- English: Were God not with us at this time
- Catalogue: Zahn 4434–4435
- Text: by Martin Luther
- Language: German
- Based on: Psalm 124
- Published: 1524

= Wär Gott nicht mit uns diese Zeit =

1524 hymn by Martin Luther

"Wär Gott nicht mit uns diese Zeit" (/de/; "Were God not with us at this time") is a Lutheran hymn, with words written by Martin Luther based on the Psalm 124. The hymn in three stanzas of seven lines each was first published in 1524. It was translated to English and has appeared in 20 hymnals. The hymn formed the base of several compositions, including chorale cantatas by Buxtehude and Bach.

== History ==
Luther wrote "Wär Gott nicht mit uns diese Zeit" as a paraphrase of Psalm 124 in three stanzas of seven lines each. It was first printed in 1524 in Johann Walter's Eyn geystlich Gesangk Buchleyn. It was translated to English and has appeared in 20 hymnals.

== Lyrics ==

| German | English |
|---|---|
| Wär Gott nicht mit uns diese Zeit, So soll Israel sagen, Wär Gott nicht mit uns diese Zeit, Wir hätten mußt verzagen, Die so ein armes Häuflein sind, Veracht von so viel Menschenkind, Die an uns setzen alle. Auf uns ist so zornig ihrn Sinn, Wo Gott hätt das zugeben, Verschlungen hätten sie uns hin Mit ganzem Leib und Leben, Wir wärn als die ein Flut ersäuft Und über die groß Wasser läuft Und mit Gewalt verschwemmet. Gott Lob und Dank, der nicht zugab, Daß ihr Schlund uns möcht fangen. Wie ein Vogel des Stricks kommt ab, Ist unser Seel entgangen, Strick ist entzwei und wir sind frei, Des Herren Namen steht uns bei, Des Gotts Himmels und Erden. | Were God not with us at this time, Let Israel now repeat it, Were God not with us at this time, We’d surely be defeated; For we’re a wretched lot, we find, Held in contempt by all mankind, Who cruelly do beset us. So wrathful toward us their intent, Had God let men o’erpow’r us, They’d us with gnashing teeth have rent, With life and limb devoured us; We would have been as men who drown When raging waters draw them down And mighty floods o’erwhelm them. Thanks be to God, who did not let Their gaping maw consume us; As when a bird escapes the net, Grim death could not entomb us; The snare is rent, and we are free, The Lord’s strong name with us shall be, The God of earth and heaven. |

== Melodies and settings ==
When the hymn was first published in 1524 in the Eyn geystlich Gesangk Buchleyn, it was associated with a hymn tune in Doric mode, Zahn No. 4434, which was also used for "Wo Gott der Herr nicht bei uns hält", a paraphrase of the same psalm by Justus Jonas in eight stanzas. Luther had a tendency to retain traditional texts and melodies. In 1537, the hymn was printed again with a different tune by Walter, Zahn No. 4435. The second melody has been regarded as an improvement and became the standard in further publications.

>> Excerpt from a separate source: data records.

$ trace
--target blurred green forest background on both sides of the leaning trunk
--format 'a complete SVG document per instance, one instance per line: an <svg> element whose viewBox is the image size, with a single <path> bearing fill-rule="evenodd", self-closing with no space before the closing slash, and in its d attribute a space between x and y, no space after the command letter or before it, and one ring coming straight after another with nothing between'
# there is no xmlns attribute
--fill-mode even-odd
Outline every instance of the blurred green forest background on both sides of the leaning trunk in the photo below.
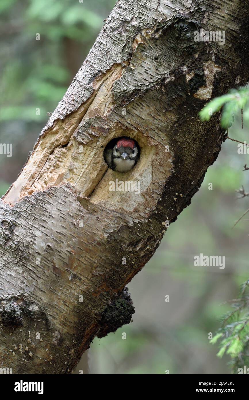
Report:
<svg viewBox="0 0 249 400"><path fill-rule="evenodd" d="M114 0L1 0L0 143L13 144L13 156L0 155L0 194L16 180L28 152L86 58L114 7ZM36 34L40 40L36 40ZM40 108L40 115L36 109ZM229 136L248 140L249 126L235 121ZM106 338L95 338L76 368L84 374L222 374L228 358L208 334L231 309L248 274L248 156L227 140L192 204L167 230L159 249L128 285L135 306L133 323ZM213 184L213 190L208 184ZM225 256L225 269L194 267L193 257ZM165 296L169 295L169 302ZM126 333L126 340L122 333ZM88 358L88 362L87 361Z"/></svg>

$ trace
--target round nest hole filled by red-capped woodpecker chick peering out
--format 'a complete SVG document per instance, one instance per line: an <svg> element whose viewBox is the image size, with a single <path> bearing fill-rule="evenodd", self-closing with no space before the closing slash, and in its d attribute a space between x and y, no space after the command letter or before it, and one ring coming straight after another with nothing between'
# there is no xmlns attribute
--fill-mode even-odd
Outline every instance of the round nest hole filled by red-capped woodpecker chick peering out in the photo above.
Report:
<svg viewBox="0 0 249 400"><path fill-rule="evenodd" d="M123 137L111 140L104 150L106 164L112 170L127 172L133 168L139 158L139 148L135 140Z"/></svg>

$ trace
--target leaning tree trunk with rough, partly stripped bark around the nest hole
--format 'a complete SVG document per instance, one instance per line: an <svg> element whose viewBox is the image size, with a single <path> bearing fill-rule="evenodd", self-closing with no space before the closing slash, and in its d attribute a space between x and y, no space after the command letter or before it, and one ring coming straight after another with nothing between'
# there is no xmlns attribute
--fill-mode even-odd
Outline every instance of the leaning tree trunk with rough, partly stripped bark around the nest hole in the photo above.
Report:
<svg viewBox="0 0 249 400"><path fill-rule="evenodd" d="M198 112L248 80L248 15L243 0L118 1L1 200L2 368L68 374L95 336L130 320L123 288L224 140L219 115ZM200 28L225 31L225 44L195 42ZM141 156L121 174L103 150L124 135ZM116 178L141 193L110 192Z"/></svg>

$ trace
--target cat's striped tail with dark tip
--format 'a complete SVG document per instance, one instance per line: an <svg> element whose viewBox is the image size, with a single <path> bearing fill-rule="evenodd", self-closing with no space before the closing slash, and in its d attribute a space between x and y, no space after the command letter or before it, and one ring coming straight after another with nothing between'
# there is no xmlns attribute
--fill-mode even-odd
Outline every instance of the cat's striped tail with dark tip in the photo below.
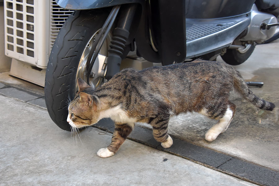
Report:
<svg viewBox="0 0 279 186"><path fill-rule="evenodd" d="M263 110L272 111L275 105L271 102L265 101L257 97L246 85L246 82L243 80L241 74L236 71L233 78L233 85L235 89L247 100L254 104L256 107Z"/></svg>

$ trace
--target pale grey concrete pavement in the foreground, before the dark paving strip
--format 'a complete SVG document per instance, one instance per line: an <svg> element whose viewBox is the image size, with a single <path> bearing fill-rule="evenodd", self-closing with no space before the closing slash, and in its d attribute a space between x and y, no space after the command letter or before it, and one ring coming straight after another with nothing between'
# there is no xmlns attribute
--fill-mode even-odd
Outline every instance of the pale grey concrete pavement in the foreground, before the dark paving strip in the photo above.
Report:
<svg viewBox="0 0 279 186"><path fill-rule="evenodd" d="M0 95L0 185L254 185L126 140L100 158L111 134L88 127L76 142L45 109Z"/></svg>

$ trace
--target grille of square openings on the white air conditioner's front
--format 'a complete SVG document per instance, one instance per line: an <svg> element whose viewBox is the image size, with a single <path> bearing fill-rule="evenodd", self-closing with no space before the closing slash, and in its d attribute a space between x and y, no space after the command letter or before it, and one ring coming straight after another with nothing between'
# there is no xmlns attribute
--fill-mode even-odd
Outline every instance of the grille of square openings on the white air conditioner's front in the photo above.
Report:
<svg viewBox="0 0 279 186"><path fill-rule="evenodd" d="M34 58L34 0L6 0L6 48Z"/></svg>

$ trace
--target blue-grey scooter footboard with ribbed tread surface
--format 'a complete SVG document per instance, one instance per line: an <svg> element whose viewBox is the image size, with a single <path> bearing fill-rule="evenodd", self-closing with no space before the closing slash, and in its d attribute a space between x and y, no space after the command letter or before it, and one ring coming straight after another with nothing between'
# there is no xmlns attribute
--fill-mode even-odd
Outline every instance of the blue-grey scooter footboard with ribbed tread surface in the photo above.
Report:
<svg viewBox="0 0 279 186"><path fill-rule="evenodd" d="M228 47L250 24L250 13L222 19L186 19L187 58Z"/></svg>

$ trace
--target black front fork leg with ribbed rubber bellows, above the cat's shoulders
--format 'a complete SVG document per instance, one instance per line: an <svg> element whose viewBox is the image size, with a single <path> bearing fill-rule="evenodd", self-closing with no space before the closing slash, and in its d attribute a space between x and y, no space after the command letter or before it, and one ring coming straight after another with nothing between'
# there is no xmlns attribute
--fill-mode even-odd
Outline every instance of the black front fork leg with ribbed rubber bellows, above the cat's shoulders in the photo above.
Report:
<svg viewBox="0 0 279 186"><path fill-rule="evenodd" d="M111 79L120 71L120 65L124 48L130 36L130 29L134 20L137 4L122 5L117 26L113 31L113 37L108 50L107 70L105 78Z"/></svg>

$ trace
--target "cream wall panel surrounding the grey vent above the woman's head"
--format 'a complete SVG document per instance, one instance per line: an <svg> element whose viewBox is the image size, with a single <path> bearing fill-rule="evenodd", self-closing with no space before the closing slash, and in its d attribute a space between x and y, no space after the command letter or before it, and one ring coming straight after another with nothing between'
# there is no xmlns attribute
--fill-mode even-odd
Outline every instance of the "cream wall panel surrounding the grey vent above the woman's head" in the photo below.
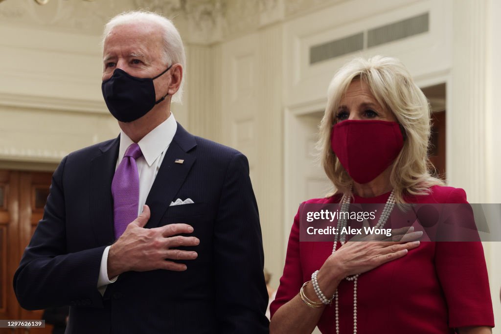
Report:
<svg viewBox="0 0 501 334"><path fill-rule="evenodd" d="M377 3L352 0L288 21L284 29L288 55L284 59L286 105L296 108L305 103L325 101L327 86L334 73L357 55L397 57L418 78L450 70L451 6L447 0L384 0ZM309 63L312 46L426 12L430 13L428 33L313 65Z"/></svg>

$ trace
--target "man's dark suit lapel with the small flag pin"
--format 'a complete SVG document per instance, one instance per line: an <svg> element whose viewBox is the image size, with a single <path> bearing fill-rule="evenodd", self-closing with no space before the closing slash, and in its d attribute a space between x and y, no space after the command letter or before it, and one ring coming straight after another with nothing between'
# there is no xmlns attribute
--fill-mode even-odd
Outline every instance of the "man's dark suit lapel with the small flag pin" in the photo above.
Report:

Dieterich Buxtehude set the hymn as a chorale cantata, BuxWV 102, for choir, two violins and continuo. Johann Sebastian Bach composed a chorale cantata, Wär Gott nicht mit uns diese Zeit, BWV 14, in 1725 for the fourth Sunday after Epiphany. In this cantata he uses the Zahn 4434 tune. For "Wär Gott nicht mit uns diese Zeit", BWV 257, one of his four-part chorales, he used the Zahn 4441a melody, one of the hymn tunes composed for "Wo Gott der Herr nicht bei uns hält".

In the Protestant hymnal Evangelisches Gesangbuch, EG 297 combines under the title "Wo Gott der Herr nicht bei uns hält" stanzas from both paraphrases of Psalm 124, taking stanzas 1, 2, 5 and 6 from Jonas (5 from 6, 6 from 8 in the original hymn), and Luther's second and third stanza as stanzas 3 and 4."